R: La littérature s'enseigne, elle s'apprend, mais ça ne rend personne écrivain. Première phrase de mon livre: "Ce livre ne vous rendra pas écrivain". C'est aussi ce que je dis le premier jour de mon cours. Mais également que si, parmi les étudiants, certains ont des dispositions pour écrire, je vais les aider à faire mieux et plus vite.

On va compter le nombre de fois où dans une page vous écrivez je. Arrêtez de commencer les phrases par je. Écrivez un récit de deux pages sans les verbes être et avoir. N'écrivez pas quatre fois le même mot sur la même page. Et puis lisez Balzac, Maupassant, Zola...

Q: Mais savoir pourquoi certains ont ces dispositions, cela reste un mystère.

R: Pourtant, on le sent tout de suite. On fait écrire et on voit si quelqu'un en a. Il y a au contraire des gens très avancés dans leurs études qui ont un niveau d'expression catastrophique à l'écrit.

Q: En tant que juré du Goncourt, vous lisez quantité de bons et de mauvais romans. Faites-vous rapidement le tri?

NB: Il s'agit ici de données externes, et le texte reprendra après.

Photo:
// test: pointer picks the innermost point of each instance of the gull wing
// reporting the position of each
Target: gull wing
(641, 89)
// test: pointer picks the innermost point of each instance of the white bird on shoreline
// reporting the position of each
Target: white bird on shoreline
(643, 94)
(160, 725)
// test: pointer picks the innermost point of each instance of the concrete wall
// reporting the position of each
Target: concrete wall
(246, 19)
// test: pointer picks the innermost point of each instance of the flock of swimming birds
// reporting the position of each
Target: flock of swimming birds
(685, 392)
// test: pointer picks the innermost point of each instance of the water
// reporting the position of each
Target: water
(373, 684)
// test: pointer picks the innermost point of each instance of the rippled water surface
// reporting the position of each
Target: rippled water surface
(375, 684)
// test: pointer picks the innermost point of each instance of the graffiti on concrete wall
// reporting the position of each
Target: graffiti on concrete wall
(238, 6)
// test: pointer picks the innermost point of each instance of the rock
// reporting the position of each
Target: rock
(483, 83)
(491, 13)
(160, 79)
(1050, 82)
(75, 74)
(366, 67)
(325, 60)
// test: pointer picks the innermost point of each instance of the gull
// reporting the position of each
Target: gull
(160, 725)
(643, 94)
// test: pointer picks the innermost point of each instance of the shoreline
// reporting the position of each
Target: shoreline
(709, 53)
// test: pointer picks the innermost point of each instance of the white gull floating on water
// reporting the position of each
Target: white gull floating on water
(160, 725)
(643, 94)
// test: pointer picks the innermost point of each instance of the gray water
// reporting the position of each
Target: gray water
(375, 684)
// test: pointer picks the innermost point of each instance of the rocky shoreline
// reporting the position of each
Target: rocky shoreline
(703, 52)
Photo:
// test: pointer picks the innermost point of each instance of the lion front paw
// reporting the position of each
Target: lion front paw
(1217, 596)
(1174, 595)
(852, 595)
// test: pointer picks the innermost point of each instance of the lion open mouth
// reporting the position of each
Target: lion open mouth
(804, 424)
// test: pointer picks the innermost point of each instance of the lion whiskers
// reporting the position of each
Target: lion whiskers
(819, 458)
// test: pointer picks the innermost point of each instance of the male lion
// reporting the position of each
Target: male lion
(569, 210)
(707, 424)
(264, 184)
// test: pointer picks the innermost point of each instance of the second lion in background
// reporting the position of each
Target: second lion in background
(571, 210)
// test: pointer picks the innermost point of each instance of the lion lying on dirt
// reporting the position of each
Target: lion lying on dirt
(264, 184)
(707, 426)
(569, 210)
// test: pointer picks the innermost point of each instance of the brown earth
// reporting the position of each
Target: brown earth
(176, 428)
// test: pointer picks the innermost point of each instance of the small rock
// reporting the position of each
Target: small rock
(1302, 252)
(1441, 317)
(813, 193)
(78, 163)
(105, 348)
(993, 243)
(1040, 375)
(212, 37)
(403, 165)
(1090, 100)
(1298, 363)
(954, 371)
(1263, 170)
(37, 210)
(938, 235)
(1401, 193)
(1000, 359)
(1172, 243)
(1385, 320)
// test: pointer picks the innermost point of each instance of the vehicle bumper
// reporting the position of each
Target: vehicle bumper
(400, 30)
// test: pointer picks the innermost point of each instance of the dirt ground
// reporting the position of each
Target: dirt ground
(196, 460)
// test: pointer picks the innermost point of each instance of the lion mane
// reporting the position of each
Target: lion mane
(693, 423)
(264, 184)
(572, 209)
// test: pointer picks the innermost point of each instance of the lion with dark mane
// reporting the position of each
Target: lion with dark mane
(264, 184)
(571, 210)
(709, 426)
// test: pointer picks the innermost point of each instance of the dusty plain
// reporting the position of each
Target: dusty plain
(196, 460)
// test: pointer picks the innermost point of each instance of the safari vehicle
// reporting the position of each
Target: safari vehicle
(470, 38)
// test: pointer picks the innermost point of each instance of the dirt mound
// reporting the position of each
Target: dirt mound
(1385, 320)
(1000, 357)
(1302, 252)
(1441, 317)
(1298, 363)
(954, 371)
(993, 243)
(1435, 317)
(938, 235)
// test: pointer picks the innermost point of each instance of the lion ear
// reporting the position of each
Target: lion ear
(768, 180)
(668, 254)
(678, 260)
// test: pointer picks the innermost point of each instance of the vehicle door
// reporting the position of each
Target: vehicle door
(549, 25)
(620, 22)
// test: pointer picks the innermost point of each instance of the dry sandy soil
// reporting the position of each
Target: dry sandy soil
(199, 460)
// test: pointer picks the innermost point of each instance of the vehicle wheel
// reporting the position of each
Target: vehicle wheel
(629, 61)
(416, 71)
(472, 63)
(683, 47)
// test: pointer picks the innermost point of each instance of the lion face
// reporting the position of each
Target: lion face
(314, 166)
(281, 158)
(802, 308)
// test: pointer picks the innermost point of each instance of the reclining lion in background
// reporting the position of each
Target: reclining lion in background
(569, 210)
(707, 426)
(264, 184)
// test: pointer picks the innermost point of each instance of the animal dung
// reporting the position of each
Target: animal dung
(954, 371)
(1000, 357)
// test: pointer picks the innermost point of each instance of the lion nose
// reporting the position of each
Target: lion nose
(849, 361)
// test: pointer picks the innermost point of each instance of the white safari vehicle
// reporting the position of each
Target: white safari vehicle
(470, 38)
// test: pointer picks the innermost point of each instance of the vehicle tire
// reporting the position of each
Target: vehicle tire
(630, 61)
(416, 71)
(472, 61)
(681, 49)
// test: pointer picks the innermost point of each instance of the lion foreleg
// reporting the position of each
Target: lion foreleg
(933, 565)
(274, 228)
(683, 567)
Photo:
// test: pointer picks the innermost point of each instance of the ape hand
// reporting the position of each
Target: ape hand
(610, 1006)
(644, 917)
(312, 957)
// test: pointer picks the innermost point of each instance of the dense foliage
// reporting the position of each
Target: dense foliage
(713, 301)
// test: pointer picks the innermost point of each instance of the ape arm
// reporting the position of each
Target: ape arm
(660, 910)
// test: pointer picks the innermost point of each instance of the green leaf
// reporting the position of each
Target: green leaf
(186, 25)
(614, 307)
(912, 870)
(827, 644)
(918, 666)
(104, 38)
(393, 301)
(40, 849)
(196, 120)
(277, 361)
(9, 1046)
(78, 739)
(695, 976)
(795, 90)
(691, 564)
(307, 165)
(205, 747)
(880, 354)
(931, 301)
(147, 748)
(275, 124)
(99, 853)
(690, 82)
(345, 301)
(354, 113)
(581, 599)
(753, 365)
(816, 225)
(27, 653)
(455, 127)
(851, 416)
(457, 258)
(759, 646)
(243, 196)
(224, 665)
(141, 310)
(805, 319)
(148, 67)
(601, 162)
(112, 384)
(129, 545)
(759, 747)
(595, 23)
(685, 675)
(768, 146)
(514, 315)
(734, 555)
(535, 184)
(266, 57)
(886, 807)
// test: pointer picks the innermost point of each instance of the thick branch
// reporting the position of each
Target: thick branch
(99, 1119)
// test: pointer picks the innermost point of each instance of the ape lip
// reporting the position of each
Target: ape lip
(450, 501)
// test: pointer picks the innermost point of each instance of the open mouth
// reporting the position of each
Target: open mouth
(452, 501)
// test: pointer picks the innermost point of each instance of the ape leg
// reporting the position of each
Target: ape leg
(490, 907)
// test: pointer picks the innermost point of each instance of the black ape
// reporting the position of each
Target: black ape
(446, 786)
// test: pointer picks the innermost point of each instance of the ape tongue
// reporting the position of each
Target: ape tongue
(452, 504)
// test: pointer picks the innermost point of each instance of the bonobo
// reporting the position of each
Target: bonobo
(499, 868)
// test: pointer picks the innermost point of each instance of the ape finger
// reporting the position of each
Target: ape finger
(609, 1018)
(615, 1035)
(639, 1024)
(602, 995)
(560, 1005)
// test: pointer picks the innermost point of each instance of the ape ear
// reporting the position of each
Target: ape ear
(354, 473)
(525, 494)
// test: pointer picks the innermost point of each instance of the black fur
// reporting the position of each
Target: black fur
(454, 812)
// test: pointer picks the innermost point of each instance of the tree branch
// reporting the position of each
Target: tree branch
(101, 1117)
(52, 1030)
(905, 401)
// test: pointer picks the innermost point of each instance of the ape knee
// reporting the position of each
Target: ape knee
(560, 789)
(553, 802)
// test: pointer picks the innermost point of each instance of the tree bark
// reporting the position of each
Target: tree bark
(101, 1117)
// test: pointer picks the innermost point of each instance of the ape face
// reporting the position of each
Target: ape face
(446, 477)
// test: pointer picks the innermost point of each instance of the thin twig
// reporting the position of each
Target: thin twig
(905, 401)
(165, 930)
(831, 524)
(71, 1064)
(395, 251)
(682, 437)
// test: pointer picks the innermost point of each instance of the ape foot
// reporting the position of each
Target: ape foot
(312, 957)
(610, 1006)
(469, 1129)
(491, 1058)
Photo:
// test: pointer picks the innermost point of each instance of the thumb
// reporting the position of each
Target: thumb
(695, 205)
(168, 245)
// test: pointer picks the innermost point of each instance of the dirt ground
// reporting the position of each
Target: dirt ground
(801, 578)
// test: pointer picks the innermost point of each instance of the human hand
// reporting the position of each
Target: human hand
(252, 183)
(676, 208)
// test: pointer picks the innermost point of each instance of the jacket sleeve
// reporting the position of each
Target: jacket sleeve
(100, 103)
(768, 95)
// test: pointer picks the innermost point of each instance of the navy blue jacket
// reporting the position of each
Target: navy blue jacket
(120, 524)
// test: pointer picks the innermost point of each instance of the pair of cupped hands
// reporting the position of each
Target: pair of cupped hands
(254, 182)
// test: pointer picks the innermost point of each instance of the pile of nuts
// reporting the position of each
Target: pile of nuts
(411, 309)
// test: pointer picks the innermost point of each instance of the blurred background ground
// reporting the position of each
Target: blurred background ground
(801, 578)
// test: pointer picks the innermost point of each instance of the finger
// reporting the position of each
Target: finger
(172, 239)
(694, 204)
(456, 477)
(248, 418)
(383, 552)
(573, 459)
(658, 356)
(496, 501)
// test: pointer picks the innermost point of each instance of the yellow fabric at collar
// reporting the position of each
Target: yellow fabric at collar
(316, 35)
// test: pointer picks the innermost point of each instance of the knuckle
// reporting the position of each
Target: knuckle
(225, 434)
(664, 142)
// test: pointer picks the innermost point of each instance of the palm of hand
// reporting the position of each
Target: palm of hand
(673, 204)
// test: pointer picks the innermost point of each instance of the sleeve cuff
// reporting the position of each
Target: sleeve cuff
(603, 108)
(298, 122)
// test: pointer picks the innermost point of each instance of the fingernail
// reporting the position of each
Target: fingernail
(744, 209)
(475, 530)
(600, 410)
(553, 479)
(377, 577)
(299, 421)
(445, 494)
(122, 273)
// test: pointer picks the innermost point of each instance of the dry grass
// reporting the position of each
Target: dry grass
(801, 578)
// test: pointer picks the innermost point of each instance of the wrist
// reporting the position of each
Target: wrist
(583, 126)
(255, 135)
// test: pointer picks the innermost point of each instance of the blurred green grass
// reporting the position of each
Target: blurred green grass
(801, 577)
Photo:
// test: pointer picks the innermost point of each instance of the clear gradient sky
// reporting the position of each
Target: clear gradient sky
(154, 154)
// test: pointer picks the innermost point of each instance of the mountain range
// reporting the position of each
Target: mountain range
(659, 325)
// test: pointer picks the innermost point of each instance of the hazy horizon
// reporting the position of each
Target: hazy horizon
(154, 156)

R: On voit l'histoire en quatrième de couverture, les quelques premières pages... Oui. Moi, ce qui m'intéresse quand je reçois les livres, c'est de savoir comment chacun est fait. Je me précipite à l'intérieur pour voir comment l'auteur a agencé son récit. Quand on est du bâtiment, on s'intéresse à la mécanique.